Because it is totally online it is relatively low-cost and flexible, but it offers little in the way of spoon-feeding and hand-holding: you* must do the work. I consider that an advantage; technical employment requires an ability to research and solve your own problems.
* The online nature also makes it also possible to cheat, despite Udacity’s best efforts. Udacity encourages posting your projects on publicly available github repos to serve as a project portfolio, which means people can and do steal your code. One of the most popular pages on this site is the project page for a particularly difficult Udacity project. Why? People get stuck and google for answers. This a problem without an easy solution, unfortunately.
For more thoughts on Udacity see my other posts here and here.
In May of 2018, around the time I completed the nanodegree, I began applying to jobs and immediately recognized how crucial SQL was to an analysts job. It is a very fundamental thing to understand. Udacity had taught a decent amount of PostgreSQL, but its difficult to truly incorporate SQL into project-focused and creative projects. I was interested in practicing with SQL more.
Research led me to a Coursera course called Managing Big Data with MySQL. It is part of the Excel to MySQL: Analytic Techniques for Business Specialization specialization on Coursera. It was economical at $50/month, so I dove in. I was blown away. The depth of instruction was unbelievable. The notes linked here are all a product of taking that initial class.
Long story short, I decided to pursue the entire Duke University specialization. Since then I’ve also completed the first of five courses towards a Google specialization called Machine Learning with TensorFlow on Google Cloud Platform. I plan to complete it after the Duke specialization. It is similarly amazing content.
The content is more in depth and focused than Udacity (mind you, Udacity manages an almost impossible breadth with their nanodegree). The specialization is like a midway point between the shallow Udacity coursework and formal University instruction, but at a pace of your choosing.
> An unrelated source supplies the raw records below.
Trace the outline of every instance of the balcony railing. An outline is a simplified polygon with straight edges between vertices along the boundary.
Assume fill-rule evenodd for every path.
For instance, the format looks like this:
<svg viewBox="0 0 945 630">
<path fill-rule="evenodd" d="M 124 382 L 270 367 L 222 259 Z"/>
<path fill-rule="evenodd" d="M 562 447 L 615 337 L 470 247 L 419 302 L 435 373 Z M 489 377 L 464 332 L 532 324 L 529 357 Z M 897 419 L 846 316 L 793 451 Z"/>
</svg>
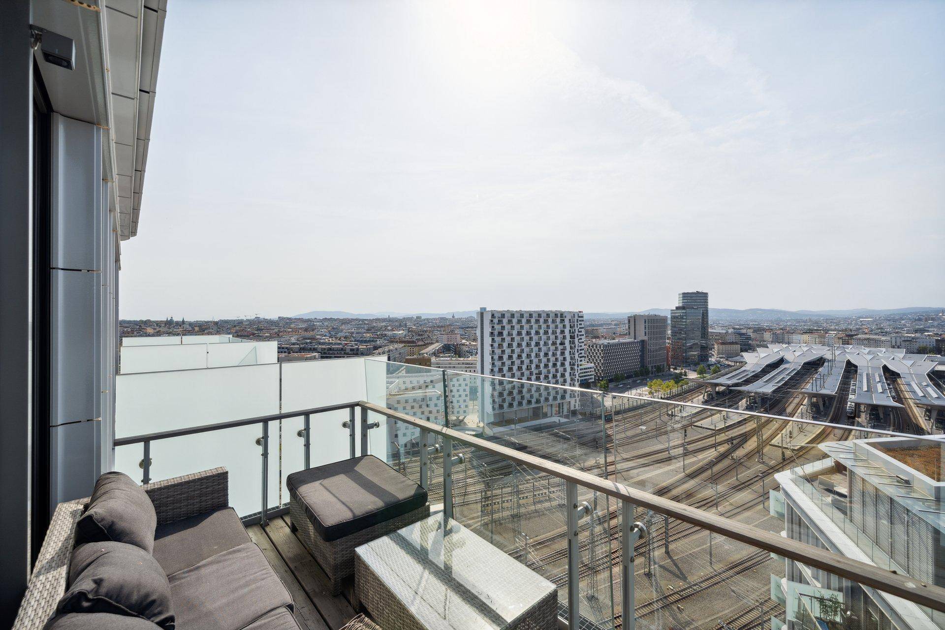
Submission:
<svg viewBox="0 0 945 630">
<path fill-rule="evenodd" d="M 349 380 L 359 376 L 346 361 L 362 366 L 361 384 L 354 387 L 363 387 L 362 396 L 291 406 L 313 396 L 345 395 L 353 386 Z M 768 500 L 777 486 L 774 472 L 823 459 L 817 444 L 902 434 L 831 422 L 829 415 L 799 418 L 793 414 L 807 410 L 795 404 L 793 394 L 782 403 L 769 401 L 771 411 L 762 413 L 747 412 L 737 397 L 712 404 L 661 400 L 362 359 L 313 362 L 301 369 L 320 380 L 306 381 L 294 372 L 298 365 L 265 366 L 288 370 L 279 372 L 276 396 L 280 407 L 292 411 L 120 434 L 114 439 L 119 469 L 131 473 L 140 467 L 148 480 L 227 466 L 237 511 L 247 522 L 266 522 L 286 509 L 288 473 L 376 454 L 427 487 L 447 516 L 556 584 L 572 628 L 695 625 L 694 614 L 727 622 L 752 610 L 791 619 L 797 598 L 787 606 L 768 599 L 769 573 L 793 584 L 784 559 L 794 563 L 790 570 L 817 571 L 821 582 L 945 610 L 945 589 L 931 581 L 786 537 L 783 518 L 769 516 L 777 498 Z M 152 385 L 167 394 L 196 378 L 178 376 L 162 373 Z M 214 378 L 200 375 L 204 384 Z M 240 383 L 271 389 L 252 378 Z M 123 413 L 166 417 L 199 396 L 199 384 L 176 397 L 119 405 L 119 427 L 130 419 Z M 522 398 L 522 404 L 502 411 L 493 403 L 521 397 L 524 387 L 553 394 L 541 397 L 553 401 L 529 406 Z M 138 383 L 134 393 L 143 391 Z M 429 404 L 398 409 L 404 391 Z M 694 387 L 679 395 L 699 392 Z M 228 397 L 248 396 L 235 388 L 202 394 L 220 398 L 211 411 L 227 414 L 238 402 Z M 817 417 L 814 411 L 806 415 Z M 927 619 L 936 622 L 937 615 Z"/>
</svg>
The structure is also different than Udacity in other ways. Most importantly, Coursera is a platform for organizations, primarily schools, to post their own structured training courses. On the other hand, Udacity creates almost their own content. There is one exception, and that is GA Tech’s Online Masters in Computer Science.
GA Tech OMSCS
I’ve discussed this program in more depth here, and there are insightful articles about the program all over the internet. I have yet to begin it, but I have read amazing things, and I’m very excited to pursue a program with the rigor and pedigree of GA Tech. I think it will be very challenging, but worthwhile.
I’ve also supplemented my data science studies with other books and references, including:
- “Learn Python the Hard Way”, by Zed Shaw
- “Data Science from Scratch”, by Joel Grus
- “Python for Data Analysis”, by Wes McKinney
- “A Whirlwind Tour of Python”, by Jake VanderPlas
- “The Python Data Science Handbook”, by Jake VanderPlas
These are the early days of my education in this field, and as I’ve elaborated elsewhere, I’m excited that my data science journey will be long and ongoing. Much of it will be documented on this site, so feel free to check in once in a while.